Monday, June 15, 2009

"Shaping God's People with the Word"

I found the following helpful post over at Justin Taylor's place:

This weekend I started reading the new book, Jonathan Edwards and the Ministry of the Word: A Model of Faith and Thought (IVP, 2009), by Doug Sweeney, Professor of Church History and the History of Christian Thought at Trinity Evangelical Divinity School and Director of the Carl F. H. Henry Center for Theological Understanding.

Just in reading the Preface and the Introduction: The Word in Edwards'World (both available free on the IVP site), I found myself resonating with Sam Storms' blurb, who wrote, "I love this book! . . . I highly recommend it!" (Read the full blurbs here.)

The book closes with seven theses for discussion. Sweeney writes, it is naive to think that we should try to replicate his ministry. His world was different from ours. We face new challenges today. The question is not how we might clone him. Rather, the question is how to live in our own, twenty-first-century world, loving the people whom we serve, but using insights and examples gleaned from Edwards' life and ministry to enhance our Christian faith and fortify our gospel witness. (p.197)

Here are the seven theses (the book contains an explanation of each):
1. Edwards shows us the importance of working to help people gain a vivid sense, an urgent impression, of God's activity in our world.
2. Edwards shows us that true religion is primarily a matter of holy affections.
3. Edwards shows us the advantages of keeping an eschatological perspective on our lives.
4. Edwards shows us how God uses those who lose their lives for Christ.

5. Edwards shows us that theology can and should be done primarily in the church, by pastors, for the sake of the people of God.
6. Edwards shows us that even the strongest Christians need support from others.
7. Edwards shows us the necessity of remaining in God's Word.
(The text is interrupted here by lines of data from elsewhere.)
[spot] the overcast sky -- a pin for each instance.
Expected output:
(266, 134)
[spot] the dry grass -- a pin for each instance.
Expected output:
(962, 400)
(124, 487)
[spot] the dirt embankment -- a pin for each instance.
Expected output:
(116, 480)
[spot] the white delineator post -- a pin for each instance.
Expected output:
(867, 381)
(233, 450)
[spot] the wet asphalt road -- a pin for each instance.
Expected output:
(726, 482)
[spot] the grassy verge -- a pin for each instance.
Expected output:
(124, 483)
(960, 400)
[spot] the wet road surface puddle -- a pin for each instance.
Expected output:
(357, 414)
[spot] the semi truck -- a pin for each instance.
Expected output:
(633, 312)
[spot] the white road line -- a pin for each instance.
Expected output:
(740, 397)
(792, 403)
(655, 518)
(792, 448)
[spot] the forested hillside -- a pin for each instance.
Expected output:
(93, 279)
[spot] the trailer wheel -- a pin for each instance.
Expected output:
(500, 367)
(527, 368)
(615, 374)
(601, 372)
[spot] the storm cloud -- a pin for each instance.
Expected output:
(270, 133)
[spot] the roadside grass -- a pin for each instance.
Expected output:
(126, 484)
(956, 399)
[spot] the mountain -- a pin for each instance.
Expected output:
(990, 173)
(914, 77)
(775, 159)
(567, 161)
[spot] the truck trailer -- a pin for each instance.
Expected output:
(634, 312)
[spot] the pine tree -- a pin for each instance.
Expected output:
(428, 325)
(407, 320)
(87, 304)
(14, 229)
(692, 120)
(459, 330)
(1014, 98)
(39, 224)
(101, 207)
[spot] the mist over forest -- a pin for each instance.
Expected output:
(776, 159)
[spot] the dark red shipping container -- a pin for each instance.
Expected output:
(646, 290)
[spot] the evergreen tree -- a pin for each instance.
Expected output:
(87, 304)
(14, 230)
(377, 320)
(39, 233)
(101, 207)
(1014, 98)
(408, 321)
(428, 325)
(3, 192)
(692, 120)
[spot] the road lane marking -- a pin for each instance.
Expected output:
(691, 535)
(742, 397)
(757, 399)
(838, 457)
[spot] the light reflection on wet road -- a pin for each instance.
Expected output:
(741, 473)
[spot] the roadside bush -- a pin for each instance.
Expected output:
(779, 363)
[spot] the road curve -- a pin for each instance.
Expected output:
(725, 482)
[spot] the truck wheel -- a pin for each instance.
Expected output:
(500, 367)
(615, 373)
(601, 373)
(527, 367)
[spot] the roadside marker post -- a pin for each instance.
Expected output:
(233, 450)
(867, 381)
I want to draw attention to one of Sweeney's theses in particular (see the previous post): #5, namely, that "theology can and should be done primarily in the church, by pastors, for the sake of the people of God" (p. 199). Sweeney writes:

In the early twenty-first century, when many pastors have abdicated their responsibilities as theologians, and many theologians do their work in a way that is lost on the people of God, we need to recover Edwards' model of Christian ministry. Most of the best theologians in the history of the church were parish pastors. Obviously, however, this is not the case today. Is it any wonder, then, that many struggle to think about their daily lives theologically, and often fail to understand the basics of the faith? I want to be realistic here. A certain amount of specialization is inevitable in complex, market-driven economies. And the specialization of roles within God's kingdom can enhance our Christian ministries. But when our pastors spend the bulk of their time on organizational matters, and professors spend the bulk of their time on intramural academics, no one is left to do the crucial work of shaping God's people with the Word. Perhaps our pastors and professors, Christian activists and thinkers, need to collaborate more regularly in ministry. Perhaps the laity need to give their pastors time to think and write--for their local congregations and the larger kingdom of God. [my emphasis]

It looks like I have another book to work into my summer reading.